Why AutoModel.from_pretrained() is not used

This model uses a custom PyTorch architecture rather than a standard Transformers architecture.

The current supported interface is:

snapshot_download(...)

followed by:

from inference import recognize

A future release may provide a dedicated interface such as:

ocr = AmharicFidelOCR.from_pretrained(
    "Beeface/amharic-fidel-ocr-student"
)

Dataset

The model was trained and evaluated using the Fidel Amharic OCR dataset:

upanzi/fidel-dataset

The dataset contains handwritten, typed, and synthetic Amharic text-line images.

The dataset itself is not redistributed in this model repository and remains subject to its own license and usage conditions.

Training objective

Stage 1 training used:

L_stage1 = L_CTC + 0.5 × L_NRTR

The CTC head is retained for inference. The NRTR decoder was used only to provide additional sequence-level supervision during training.

Planned Stage 2

The next project stage will use a fine-tuned SuryaOCR model as a high-capacity teacher.

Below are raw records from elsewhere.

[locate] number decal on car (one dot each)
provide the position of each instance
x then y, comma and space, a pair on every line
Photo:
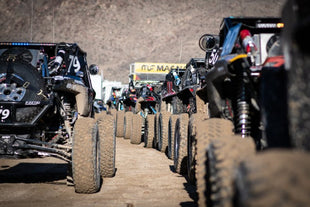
4, 113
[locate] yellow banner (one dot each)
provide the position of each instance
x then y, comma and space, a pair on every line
162, 68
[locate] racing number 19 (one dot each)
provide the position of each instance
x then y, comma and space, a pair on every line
4, 113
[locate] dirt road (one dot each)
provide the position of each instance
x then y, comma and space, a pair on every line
144, 177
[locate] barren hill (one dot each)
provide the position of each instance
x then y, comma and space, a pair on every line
119, 32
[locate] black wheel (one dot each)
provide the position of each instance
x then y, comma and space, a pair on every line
177, 105
127, 124
163, 125
223, 156
85, 156
180, 144
113, 112
191, 146
273, 178
206, 130
136, 129
149, 131
171, 129
120, 123
22, 83
107, 145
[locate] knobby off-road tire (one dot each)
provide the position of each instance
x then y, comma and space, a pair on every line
149, 131
180, 144
224, 154
113, 112
85, 156
127, 124
163, 125
171, 130
99, 115
206, 130
274, 178
24, 76
120, 123
191, 145
106, 128
136, 129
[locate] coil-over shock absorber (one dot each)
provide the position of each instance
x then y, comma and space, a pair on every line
242, 115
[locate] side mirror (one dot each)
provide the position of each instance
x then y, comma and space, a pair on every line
93, 69
207, 42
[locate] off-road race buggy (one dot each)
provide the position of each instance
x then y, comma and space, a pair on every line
46, 108
146, 108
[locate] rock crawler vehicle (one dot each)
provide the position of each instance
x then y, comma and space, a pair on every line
233, 97
46, 108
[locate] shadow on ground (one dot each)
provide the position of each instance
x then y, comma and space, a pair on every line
33, 173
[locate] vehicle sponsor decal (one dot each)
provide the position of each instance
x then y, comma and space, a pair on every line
163, 68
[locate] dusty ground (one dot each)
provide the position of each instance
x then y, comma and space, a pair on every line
144, 177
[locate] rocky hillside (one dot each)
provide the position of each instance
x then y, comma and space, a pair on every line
116, 33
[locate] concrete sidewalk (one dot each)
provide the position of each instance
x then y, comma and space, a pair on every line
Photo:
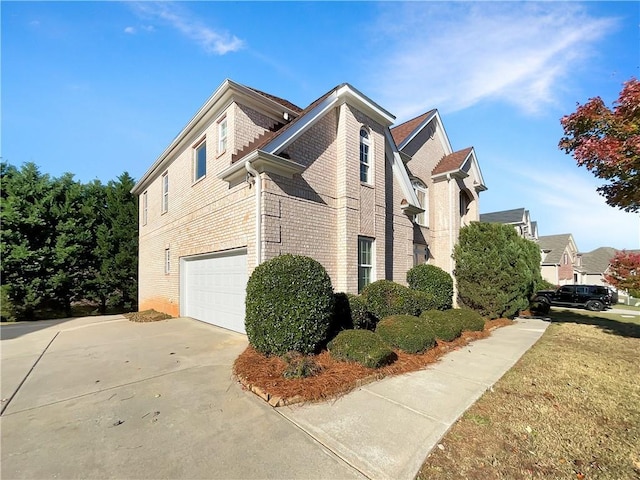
387, 428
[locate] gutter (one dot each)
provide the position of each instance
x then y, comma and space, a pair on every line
258, 183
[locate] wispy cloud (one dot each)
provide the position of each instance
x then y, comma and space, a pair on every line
453, 55
576, 208
182, 20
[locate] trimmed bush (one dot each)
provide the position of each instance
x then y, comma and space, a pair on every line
384, 298
289, 305
442, 325
361, 346
406, 332
433, 280
360, 316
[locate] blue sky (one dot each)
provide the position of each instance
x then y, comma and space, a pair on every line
97, 88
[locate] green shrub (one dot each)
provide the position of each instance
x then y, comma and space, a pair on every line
442, 325
496, 270
406, 332
361, 346
289, 305
384, 298
433, 280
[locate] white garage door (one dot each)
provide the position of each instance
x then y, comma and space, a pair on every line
213, 288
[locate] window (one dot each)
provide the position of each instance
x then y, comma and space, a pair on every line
421, 193
144, 208
365, 156
165, 192
200, 162
365, 262
222, 135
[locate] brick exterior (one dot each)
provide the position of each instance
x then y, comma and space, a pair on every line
320, 212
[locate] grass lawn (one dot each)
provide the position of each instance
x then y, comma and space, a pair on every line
570, 408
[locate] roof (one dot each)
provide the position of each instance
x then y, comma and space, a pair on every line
402, 131
515, 215
555, 246
451, 162
598, 260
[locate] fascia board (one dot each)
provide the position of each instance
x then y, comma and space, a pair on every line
353, 96
263, 162
302, 125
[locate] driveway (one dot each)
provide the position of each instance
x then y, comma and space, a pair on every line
103, 397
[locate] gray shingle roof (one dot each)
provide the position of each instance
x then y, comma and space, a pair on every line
506, 216
555, 245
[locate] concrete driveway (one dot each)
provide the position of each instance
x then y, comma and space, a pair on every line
102, 397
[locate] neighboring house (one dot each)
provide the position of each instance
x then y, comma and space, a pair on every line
591, 267
559, 254
253, 176
518, 217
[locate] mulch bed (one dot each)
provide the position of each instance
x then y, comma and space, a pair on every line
264, 375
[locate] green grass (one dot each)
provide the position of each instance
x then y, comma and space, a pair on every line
568, 409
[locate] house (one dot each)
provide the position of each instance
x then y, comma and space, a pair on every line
559, 253
518, 217
253, 176
591, 267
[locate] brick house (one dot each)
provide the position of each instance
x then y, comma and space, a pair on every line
253, 176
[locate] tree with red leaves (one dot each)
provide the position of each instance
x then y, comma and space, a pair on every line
607, 142
624, 271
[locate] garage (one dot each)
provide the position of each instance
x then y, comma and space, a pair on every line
213, 288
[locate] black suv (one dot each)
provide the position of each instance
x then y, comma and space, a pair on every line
591, 297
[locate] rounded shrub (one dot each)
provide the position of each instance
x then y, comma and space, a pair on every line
361, 346
406, 332
443, 326
433, 280
384, 298
289, 305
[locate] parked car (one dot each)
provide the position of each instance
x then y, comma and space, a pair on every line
592, 297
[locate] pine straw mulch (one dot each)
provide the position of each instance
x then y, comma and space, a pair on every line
264, 375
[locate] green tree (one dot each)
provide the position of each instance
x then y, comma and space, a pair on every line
117, 246
496, 270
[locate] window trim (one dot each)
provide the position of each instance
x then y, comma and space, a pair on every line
370, 266
202, 144
420, 187
366, 141
145, 208
223, 140
165, 192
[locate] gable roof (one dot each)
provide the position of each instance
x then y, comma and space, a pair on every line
554, 245
515, 215
460, 164
402, 131
597, 261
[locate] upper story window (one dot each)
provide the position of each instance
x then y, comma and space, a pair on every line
365, 156
145, 206
165, 192
222, 135
423, 198
200, 161
365, 262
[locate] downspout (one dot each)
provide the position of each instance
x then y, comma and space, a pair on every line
258, 183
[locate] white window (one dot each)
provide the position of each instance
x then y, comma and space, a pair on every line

The intended Stage 2 objective is:

L_stage2 =
    L_CTC
    + λ_NRTR × L_NRTR
    + λ_KD × L_KD

Teacher guidance may include:

  • confidence-filtered teacher transcripts;
  • sequence-level pseudo-labels;
  • soft targets or logits where available and compatible;
  • focused guidance on difficult handwritten samples.

The inference architecture will remain unchanged:

LCNetV4-style backbone → LightSVTR → CTC

The teacher will not be required during deployment.

Research status

Stage 1 student training: completed
Official test evaluation: completed
Writer-disjoint evaluation: completed
Handwritten error analysis: completed
Stage 2 teacher evaluation: not started
Teacher prediction generation: not started
Student distillation: not started

Source code

Project source code, training scripts, notebooks, and evaluation results are maintained at:

BeefaceData/amharic-ocr-recognizer

Acknowledgements

This work uses the Fidel Amharic OCR dataset.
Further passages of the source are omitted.